Good fortune moves in mysterious ways. Nothing says how any experience might turn out. An apparently advantageous first move might turn south without warning. An obvious initial disadvantage might likewise at any time seem to turn itself around. How any experience turns out depends upon where I decide to place the punctuation. It ain't over until I apply the hard stop designating the end. Many of my experience extend like run-on sentences, featuring more commas and semi-colons that words, it sometimes seems, continuing until some favorable twist renders a favorable outcome. Then and only then might I feel deeply moved to stop the progression. It's all progression, no matter the number of obvious regressions appear between here and that ever-emerging there. Even the fabled fat lady might have this once chosen to sing during an uneasy intermission rather than wait clear until the end.

GodSends might not appear to have originated in the hand of any recognizable God.
They might more often seem a devil's direct intervention, but each story's only beginning when the judges start projecting likely outcomes. Easily dissuaded, I might decide to quit while I'm still ahead rather than ride the rampaging bull for the designated twenty eight seconds. Those instances little dilute the God Hand's original intention, a blessing, perhaps in deep disguise, but somehow a blessing nonetheless. I could hardly blame myself for lacking sufficient omniscience to discern God's Hand's intentions then, since I'm left with little but a thin porridge of faith to sustain me. I was hoping for a juicy red steak, easily identified as a supper fully worthy of me, and not a weak gruel. I might neglect to remember that I must make my own best.

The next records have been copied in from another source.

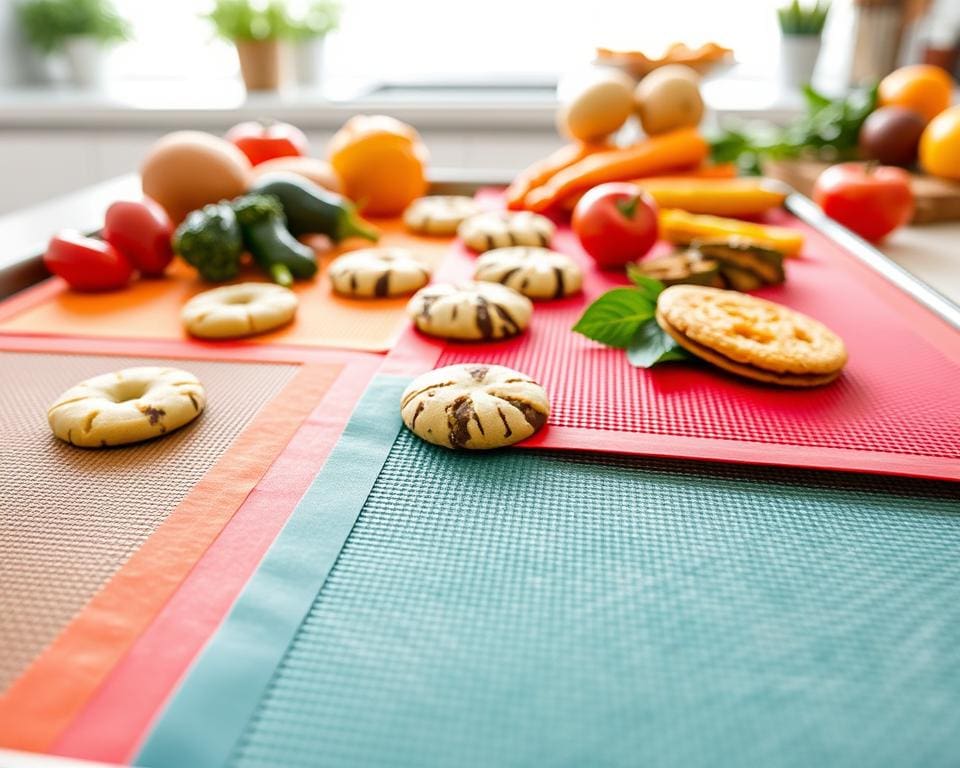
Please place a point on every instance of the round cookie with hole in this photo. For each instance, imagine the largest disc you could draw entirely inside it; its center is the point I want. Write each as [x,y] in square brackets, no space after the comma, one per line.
[474,406]
[470,311]
[234,311]
[439,215]
[378,273]
[502,229]
[537,273]
[126,406]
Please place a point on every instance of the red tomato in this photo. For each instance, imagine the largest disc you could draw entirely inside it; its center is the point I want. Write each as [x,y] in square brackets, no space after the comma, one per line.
[872,201]
[616,223]
[141,231]
[87,264]
[265,141]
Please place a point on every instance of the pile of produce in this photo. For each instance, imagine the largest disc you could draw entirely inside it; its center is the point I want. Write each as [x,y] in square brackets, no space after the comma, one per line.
[213,201]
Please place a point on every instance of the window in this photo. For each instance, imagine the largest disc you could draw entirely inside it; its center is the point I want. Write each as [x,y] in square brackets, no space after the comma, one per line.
[496,40]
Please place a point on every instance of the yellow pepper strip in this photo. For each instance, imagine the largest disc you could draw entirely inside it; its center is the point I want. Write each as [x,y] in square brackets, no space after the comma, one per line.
[683,228]
[719,197]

The first move resembles a pinball injected onto the playing surface. Bells and flashing lights distract me from concocting any concerted strategy. I have not quite yet found my flipper fingers yet, and gravity works extra effectively to co-opt me. I might leave that first ball to slip through without touching it. I might seem to have little choice in the matter. A second launch might yield more satisfying results. I might, by the third or fourth launch, remember how to play this game. Then, I might deign to invest a little more of myself, observing as if my actions might actually matter, as if my responses might make any sort of difference. I explicitly do not expect to show as any sort of wizard this time, or anytime, really. I might play to a pleasing conclusion, neither master nor patsy, once I remember the nature of this particular game.

I'm learning to interpret my initial curses as more of a recognition than an inescapable acquiescence. Another game's afoot and I've engaged with my non-dominant foot again. Just like most times. If I can manage to keep my head about me, I might improve my initial position. If I fold now, I forego whatever more I might achieve. It's almost always an uphill climb while pushing along an oversized boulder before me. The ascent seems utterly hopeless until it doesn't, if it ever comes close to feeling anything more than hopeless. Hope was never required. Nothing in that left-limbed first response suggested that hope would somehow be key to improving my lot. My lot might be fine just as it is, reinforced by the obvious fact that my lot is always just what it is. I try to remember that each initial provocation might well have come from the hand of some curiously benevolent God, a genuine GodSend in deep disguise.